I can remember my first day of kindergarten like it was yesterday. An independent and scholastic Type-A girl from birth, I’d been asking my mom to send me to kindergarten since I was two years-old, so I was beyond ready. I could hardly sleep the night before, my excitement too much to bear.
On that day, my mom dropped me off at the parent drop-off line and I walked myself to my class, Lisa Frank backpack, light up LA Gear shoes, and all (shout out, 1991). That’s right – no one had to walk five-year-old me across my school. I knew exactly where I was going because the route from one end of my elementary school to the other was practically burned into my brain at my recent kindergarten orientation. It was all I could do to keep my cool. I did my best to walk safely and not skip, but boy, was it hard. It was almost impossible to keep a spring out of my step when imagining the classroom I was making my way toward. I had visions of that brightly colored room filled with several tables, each adorned with a handful of happy, chatty five-year-olds like me with fists full of crayons and faces full of smiles.
But when I finally got to my classroom, my face fell almost instantly. What I saw couldn’t have been further from what I was expecting; the bright lights and yellow walls were obstructed from my view by a deep, swaying sea of sobbing parents and children. The cries were cacophonous in that big, open room, and my entrance went completely unnoticed. I felt so small and confused, so my brain started to question everything. Am I in the right room? Is this how kindergarten is supposed to go? Why am I the only one in this room who isn’t crying? Did I miss something tragic, like a death or a knocked-over block tower? DID SOMEONE CUT A BARBIE’S HAIR?
I found a table that had only two crying people at it – a girl named Adrienne and her mom – and I awkwardly asked if I could sit with them. Between sniffles they nodded, and I quietly took my seat and surveyed the madness into which I had just entered.
That day left such an impression on me, obviously. It might even be one of those core memories a la Inside Out that has shaped and formed me into the person I am today. After my first day of kindergarten, I promised myself that when it came time for me to send my children to school, there would be no emotions on my end other than excitement and glee.
Well, friends, the time has come for me to put my money where my mouth is. My firstborn son Dax is entering kindergarten in the fall and I have the registration packet and unending list of identification documents to rummage for to prove it. And with each little tear that threatens to enter my eyes when I hear him bragging to his friends and babysitters about starting school in August, I find myself aching for those sweet parents in my kindergarten classroom all those years ago. I finally get it, which means I’m now questioning everything about myself all over again.
Am I really going to be that parent that cries on her son’s first day of school, even though I’ve spent nearly three decades preparing to do the opposite? Will I be sad if he doesn’t cry, too? Why is this such a big deal, the first day of kindergarten?

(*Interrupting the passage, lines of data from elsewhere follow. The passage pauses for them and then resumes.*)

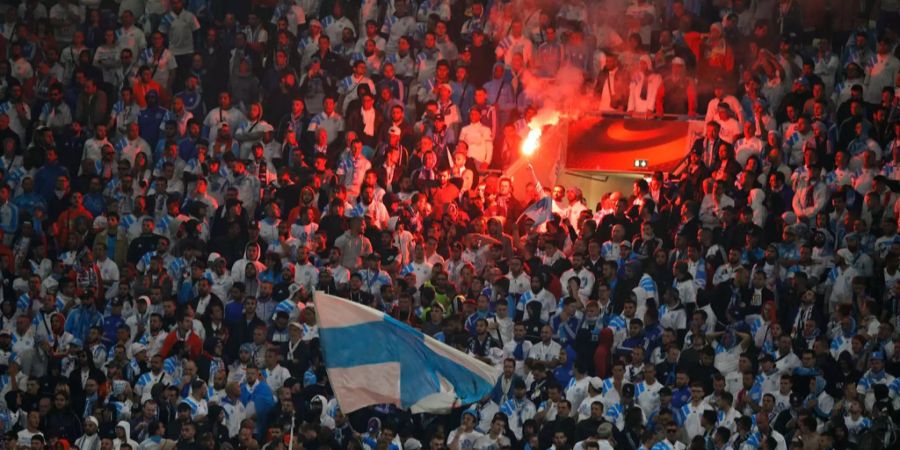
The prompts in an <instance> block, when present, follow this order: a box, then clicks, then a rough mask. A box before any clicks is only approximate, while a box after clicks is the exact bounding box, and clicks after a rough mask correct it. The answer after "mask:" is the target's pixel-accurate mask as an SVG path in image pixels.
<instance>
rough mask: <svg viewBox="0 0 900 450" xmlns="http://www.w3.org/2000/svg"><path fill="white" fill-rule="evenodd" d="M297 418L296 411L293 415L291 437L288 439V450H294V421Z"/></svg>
mask: <svg viewBox="0 0 900 450" xmlns="http://www.w3.org/2000/svg"><path fill="white" fill-rule="evenodd" d="M296 420H297V415H296V413H295V414H293V415H291V437H290V440H288V450H294V422H295V421H296Z"/></svg>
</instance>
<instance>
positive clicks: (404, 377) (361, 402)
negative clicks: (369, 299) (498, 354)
mask: <svg viewBox="0 0 900 450" xmlns="http://www.w3.org/2000/svg"><path fill="white" fill-rule="evenodd" d="M313 300H314V302H315V304H316V312H317V313H318V316H319V320H318V323H319V340H320V344H321V346H322V350H323V352H324V354H325V368H326V369H327V371H328V378H329V380H330V381H331V386H332V388H334V394H335V396H336V397H337V400H338V403H339V404H340V406H341V410H342V411H344V412H352V411H355V410H357V409H360V408H363V407H366V406H369V405H376V404H383V403H389V404H394V405H397V406H399V407H402V408H408V409H410V410H411V411H412V412H413V413H422V412H427V413H438V414H440V413H447V412H449V410H450V409H451V408H454V407H457V406H462V405H465V404H469V403H474V402H477V401H479V400H481V399H482V398H483V397H484V396H485V395H488V394H489V393H490V392H491V389H492V388H493V387H494V383H495V382H496V381H497V378H498V377H499V376H500V372H499V371H498V370H497V369H495V368H493V367H491V366H489V365H487V364H485V363H483V362H481V361H478V360H477V359H475V358H472V357H471V356H468V355H466V354H465V353H462V352H460V351H458V350H456V349H453V348H451V347H449V346H447V345H446V344H444V343H442V342H439V341H437V340H435V339H433V338H431V337H429V336H425V335H424V334H422V333H421V332H420V331H418V330H416V329H413V328H412V327H410V326H408V325H406V324H404V323H401V322H399V321H397V320H395V319H394V318H393V317H390V316H387V315H385V314H383V313H381V312H380V311H376V310H374V309H371V308H369V307H366V306H363V305H360V304H358V303H354V302H351V301H349V300H345V299H342V298H339V297H335V296H332V295H328V294H325V293H323V292H316V293H315V295H314V296H313Z"/></svg>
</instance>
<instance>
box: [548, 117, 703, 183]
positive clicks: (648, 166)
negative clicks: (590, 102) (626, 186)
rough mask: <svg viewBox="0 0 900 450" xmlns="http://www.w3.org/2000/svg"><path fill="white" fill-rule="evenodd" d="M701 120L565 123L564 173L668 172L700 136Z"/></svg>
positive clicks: (584, 120)
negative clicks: (565, 139) (569, 172)
mask: <svg viewBox="0 0 900 450" xmlns="http://www.w3.org/2000/svg"><path fill="white" fill-rule="evenodd" d="M703 130H704V123H703V121H686V120H639V119H622V118H608V117H607V118H604V117H585V118H582V119H579V120H576V121H572V122H569V133H568V134H569V136H568V148H567V150H566V164H565V167H566V169H568V170H578V171H592V172H633V173H648V172H654V171H657V170H659V171H663V172H668V171H672V170H673V169H675V168H676V167H677V166H678V165H679V163H681V161H682V160H684V157H685V155H687V151H688V150H689V149H690V146H691V143H692V142H693V141H694V139H695V138H696V137H698V136H702V134H703Z"/></svg>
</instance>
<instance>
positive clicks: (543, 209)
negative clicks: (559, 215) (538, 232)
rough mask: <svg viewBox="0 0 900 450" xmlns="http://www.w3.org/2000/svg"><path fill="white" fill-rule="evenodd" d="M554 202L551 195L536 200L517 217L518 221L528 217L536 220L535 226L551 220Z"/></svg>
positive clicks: (534, 221) (534, 219) (548, 195)
mask: <svg viewBox="0 0 900 450" xmlns="http://www.w3.org/2000/svg"><path fill="white" fill-rule="evenodd" d="M552 206H553V203H552V200H551V199H550V196H549V195H545V196H543V197H541V199H540V200H538V201H536V202H534V204H532V205H531V206H529V207H528V208H527V209H525V211H524V212H523V213H522V215H521V216H519V218H518V219H516V222H518V221H520V220H522V218H524V217H527V218H529V219H531V220H533V221H534V226H539V225H541V224H542V223H544V222H546V221H548V220H550V217H551V216H552V215H553V208H552Z"/></svg>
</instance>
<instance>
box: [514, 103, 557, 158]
mask: <svg viewBox="0 0 900 450" xmlns="http://www.w3.org/2000/svg"><path fill="white" fill-rule="evenodd" d="M557 123H559V112H557V111H556V110H553V109H550V108H543V109H541V110H540V111H538V113H537V114H536V115H535V116H534V117H532V118H531V120H529V121H528V128H529V130H528V136H526V137H525V140H523V141H522V155H523V156H531V155H533V154H534V153H535V152H536V151H537V150H538V148H539V147H540V145H541V135H542V134H543V132H542V130H543V128H544V127H545V126H548V125H556V124H557Z"/></svg>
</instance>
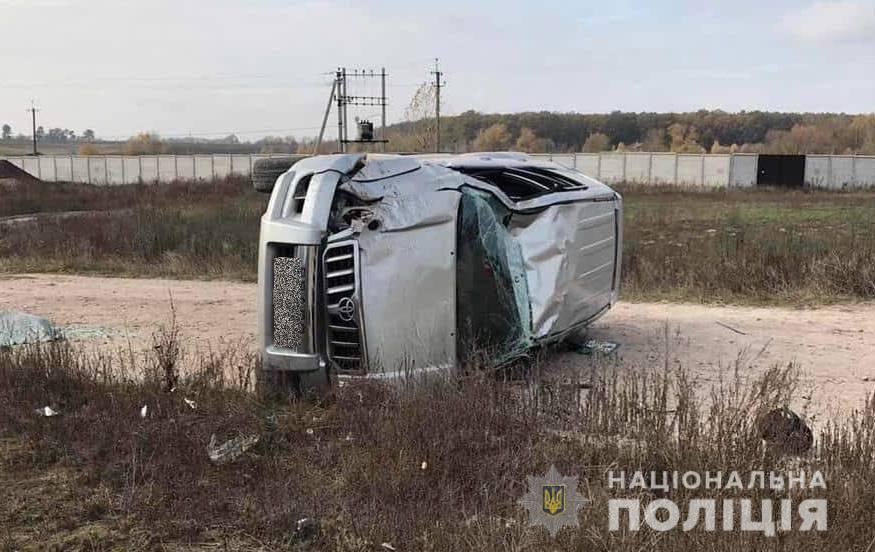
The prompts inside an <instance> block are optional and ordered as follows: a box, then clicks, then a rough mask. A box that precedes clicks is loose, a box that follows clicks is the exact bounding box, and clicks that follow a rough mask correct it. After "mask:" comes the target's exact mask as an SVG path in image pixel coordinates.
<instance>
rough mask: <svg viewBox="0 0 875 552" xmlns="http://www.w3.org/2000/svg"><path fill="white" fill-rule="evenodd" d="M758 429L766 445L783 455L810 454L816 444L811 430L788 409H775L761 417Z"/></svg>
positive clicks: (789, 409)
mask: <svg viewBox="0 0 875 552" xmlns="http://www.w3.org/2000/svg"><path fill="white" fill-rule="evenodd" d="M757 428H758V429H759V433H760V437H761V438H762V440H763V441H764V442H765V443H766V445H767V446H768V447H769V448H770V449H772V450H774V451H776V452H779V453H781V454H788V455H796V456H798V455H801V454H804V453H806V452H808V450H809V449H810V448H811V445H812V444H813V443H814V436H813V434H812V432H811V428H809V427H808V424H806V423H805V421H803V420H802V418H800V417H799V415H798V414H796V413H795V412H793V411H792V410H790V409H789V408H787V407H782V408H775V409H774V410H770V411H769V412H767V413H766V414H764V415H762V416H760V417H759V419H758V420H757Z"/></svg>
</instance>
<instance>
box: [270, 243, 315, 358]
mask: <svg viewBox="0 0 875 552" xmlns="http://www.w3.org/2000/svg"><path fill="white" fill-rule="evenodd" d="M305 270H306V267H305V266H304V262H303V260H302V259H300V258H297V257H293V256H284V257H276V258H274V260H273V342H274V344H275V345H277V346H279V347H283V348H286V349H291V350H292V351H303V350H304V339H305V332H306V327H305V324H306V309H307V289H306V274H305Z"/></svg>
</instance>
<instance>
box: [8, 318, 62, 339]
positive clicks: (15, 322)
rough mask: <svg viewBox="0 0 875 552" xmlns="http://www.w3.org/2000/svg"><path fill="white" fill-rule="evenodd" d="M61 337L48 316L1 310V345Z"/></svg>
mask: <svg viewBox="0 0 875 552" xmlns="http://www.w3.org/2000/svg"><path fill="white" fill-rule="evenodd" d="M60 337H61V334H60V332H59V331H58V329H57V328H56V327H55V326H54V324H52V323H51V322H50V321H49V320H48V319H47V318H43V317H41V316H34V315H32V314H27V313H24V312H17V311H0V347H12V346H13V345H22V344H24V343H40V342H44V341H54V340H56V339H58V338H60Z"/></svg>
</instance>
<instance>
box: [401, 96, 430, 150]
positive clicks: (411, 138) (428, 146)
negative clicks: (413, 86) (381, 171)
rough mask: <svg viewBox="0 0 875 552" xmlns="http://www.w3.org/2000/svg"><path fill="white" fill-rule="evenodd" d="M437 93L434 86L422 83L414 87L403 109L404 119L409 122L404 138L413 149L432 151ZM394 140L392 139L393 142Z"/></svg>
mask: <svg viewBox="0 0 875 552" xmlns="http://www.w3.org/2000/svg"><path fill="white" fill-rule="evenodd" d="M436 102H437V94H436V90H435V87H434V86H432V85H431V84H429V83H423V84H421V85H419V88H417V89H416V93H414V94H413V98H411V99H410V104H408V106H407V109H405V110H404V119H405V120H406V121H408V122H409V123H410V127H411V128H410V131H409V132H407V133H406V134H407V136H406V138H407V139H408V140H409V142H408V143H409V144H410V146H411V147H412V148H413V150H414V151H433V150H434V146H435V133H436V132H437V121H436V120H435V117H434V114H435V104H436ZM394 141H395V140H393V142H394Z"/></svg>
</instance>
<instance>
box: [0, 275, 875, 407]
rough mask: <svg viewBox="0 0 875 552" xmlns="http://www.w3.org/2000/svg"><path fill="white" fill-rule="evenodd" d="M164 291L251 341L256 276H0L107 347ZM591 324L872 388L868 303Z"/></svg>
mask: <svg viewBox="0 0 875 552" xmlns="http://www.w3.org/2000/svg"><path fill="white" fill-rule="evenodd" d="M171 296H172V298H173V303H174V308H175V311H176V317H177V321H178V323H179V325H180V327H181V330H182V333H183V335H184V336H185V346H186V348H187V349H188V350H194V349H201V350H204V349H207V348H213V349H216V348H220V347H222V346H223V344H227V343H236V342H240V341H241V340H243V341H244V342H245V343H247V344H248V346H249V347H253V348H254V342H255V339H254V337H255V323H256V320H255V285H254V284H241V283H229V282H201V281H180V280H154V279H153V280H146V279H123V278H94V277H83V276H63V275H42V274H35V275H15V276H0V310H19V311H25V312H29V313H31V314H37V315H41V316H46V317H48V318H50V319H51V320H53V321H54V322H55V323H57V324H64V325H70V324H71V325H74V327H77V326H78V327H81V326H83V325H84V326H87V327H91V326H99V327H101V328H104V329H106V330H107V331H106V332H105V333H106V334H107V335H105V336H100V337H83V338H82V339H83V340H87V341H88V342H91V343H95V344H97V345H98V346H100V347H101V348H108V349H110V350H112V349H125V348H127V347H128V346H129V344H130V346H132V347H133V348H134V349H136V350H147V349H148V348H149V347H150V346H151V343H152V341H151V336H152V333H153V332H154V331H155V329H156V328H157V327H158V326H159V325H160V324H167V323H168V322H169V320H170V297H171ZM666 328H668V334H669V338H668V340H666V338H665V335H666ZM82 334H83V335H85V336H89V335H90V333H89V332H87V331H86V332H82ZM591 334H592V336H594V337H597V338H600V339H607V340H613V341H618V342H620V343H621V347H620V349H619V351H618V354H619V356H620V357H621V359H622V360H623V361H624V365H630V366H633V367H639V368H641V369H646V368H648V367H658V366H661V365H663V362H664V359H665V358H666V350H667V351H668V357H669V358H670V359H671V362H673V363H674V362H679V363H681V364H683V365H684V366H685V367H687V368H688V369H690V370H691V371H692V372H693V373H694V374H695V375H696V376H697V377H698V379H699V381H702V382H705V383H707V382H713V381H716V379H717V377H718V373H719V372H720V370H721V369H727V368H729V367H731V366H732V364H733V363H734V362H735V360H736V359H737V358H738V357H739V355H742V356H743V359H744V361H743V362H742V364H741V365H742V367H743V368H744V369H745V370H749V371H751V372H754V371H757V370H761V369H764V368H766V367H768V366H770V365H772V364H775V363H784V364H785V363H788V362H795V363H797V364H798V365H799V366H800V367H801V368H802V369H803V371H804V372H805V373H806V374H807V375H808V380H809V381H808V383H809V385H808V389H806V390H805V391H804V392H803V394H801V396H800V400H802V399H804V400H806V401H809V400H810V402H811V403H812V407H813V408H812V410H813V411H815V412H827V411H828V410H829V409H831V408H835V407H837V408H841V409H847V408H852V407H857V406H860V405H861V404H862V402H863V400H864V399H865V398H866V396H867V394H871V393H872V391H873V390H875V304H872V303H867V304H859V305H846V306H831V307H824V308H818V309H783V308H750V307H718V306H702V305H689V304H668V303H666V304H661V303H660V304H657V303H620V304H618V305H617V306H616V307H615V308H614V309H613V310H612V311H611V312H610V313H608V314H607V315H606V316H604V317H603V318H602V319H600V320H599V321H598V322H597V323H596V324H595V326H594V327H593V328H592V331H591ZM581 359H582V357H581V356H580V355H578V354H576V353H565V354H562V355H560V356H559V358H557V359H556V360H557V363H558V364H560V365H565V366H573V365H577V364H580V363H581ZM864 379H871V380H872V381H864Z"/></svg>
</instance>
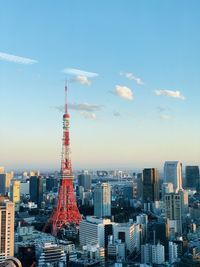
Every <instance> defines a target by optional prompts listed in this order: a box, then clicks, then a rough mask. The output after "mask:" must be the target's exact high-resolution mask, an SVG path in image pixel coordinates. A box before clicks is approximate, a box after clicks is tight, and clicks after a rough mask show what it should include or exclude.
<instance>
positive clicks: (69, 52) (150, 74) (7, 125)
mask: <svg viewBox="0 0 200 267" xmlns="http://www.w3.org/2000/svg"><path fill="white" fill-rule="evenodd" d="M199 14H200V1H199V0H191V1H188V0H166V1H164V0H163V1H161V0H117V1H114V0H110V1H108V0H99V1H97V0H96V1H94V0H79V1H77V0H71V1H69V0H65V1H64V0H59V1H50V0H29V1H27V0H21V1H13V0H12V1H11V0H6V1H2V2H1V7H0V100H1V104H0V121H1V130H0V166H5V167H6V168H7V169H30V168H35V169H48V168H50V169H59V167H60V155H61V139H62V107H63V104H64V81H65V79H66V78H67V80H68V88H69V103H70V104H69V106H70V114H71V132H70V134H71V149H72V160H73V168H74V169H80V168H81V169H82V168H83V169H88V168H89V169H90V168H105V169H107V168H122V169H126V168H130V169H134V168H142V167H158V168H160V167H161V166H162V165H163V162H164V161H165V160H180V161H181V162H183V163H184V164H199V163H200V124H199V117H200V103H199V102H200V88H199V85H200V32H199V29H200V17H199Z"/></svg>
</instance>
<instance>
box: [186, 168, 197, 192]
mask: <svg viewBox="0 0 200 267" xmlns="http://www.w3.org/2000/svg"><path fill="white" fill-rule="evenodd" d="M185 179H186V187H187V188H189V189H196V190H199V189H200V175H199V167H198V166H186V167H185Z"/></svg>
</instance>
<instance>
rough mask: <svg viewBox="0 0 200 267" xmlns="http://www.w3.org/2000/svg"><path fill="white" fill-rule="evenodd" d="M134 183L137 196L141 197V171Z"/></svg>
mask: <svg viewBox="0 0 200 267" xmlns="http://www.w3.org/2000/svg"><path fill="white" fill-rule="evenodd" d="M136 183H137V198H138V199H142V195H143V183H142V173H138V174H137V178H136Z"/></svg>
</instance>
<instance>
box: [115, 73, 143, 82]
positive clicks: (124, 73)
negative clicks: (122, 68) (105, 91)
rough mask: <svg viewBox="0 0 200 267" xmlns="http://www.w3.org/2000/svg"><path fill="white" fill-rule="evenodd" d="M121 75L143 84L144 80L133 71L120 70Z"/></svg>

The best I can tell, based on my unreliable emotions and apparent identity crisis, is that this whole kindergarten thing is a big deal because it’s the beginning of the end of my grip on my child. A dear friend of mine who has two kids, one in college and the other almost in high school, told me that our parenting is broken down into three parts of six years each – we get our kids to ourselves, more or less, for six years, then we share them for six years, and then we spend six years letting them go. The beginning of kindergarten marks the approaching end of that first third of my relationship with Dax, the part where he is all mine, and sooner than I would like I’ll be sharing him with his friends, his teachers, his soccer coaches, and whoever else he looks up to. And before I know it, I’ll feel my grip start to slip a little bit, and I’ll be watching him go.
The school Dax is going to in the fall has a crying room for the first day of school. A crying room for the parents, not the students, mind you. Will I be crammed in that loud room, bawling into the sleeve of my shirt, simultaneously brokenhearted and extremely proud of this milestone? Maybe. Maybe not. Regardless, everything has come full circle now. Contrary to what I thought on my first day of kindergarten, this day is awash in so many emotions – not all of them happy – and I’m ready for it.
Bring on the tissues. And mimosas. Those will probably help, too.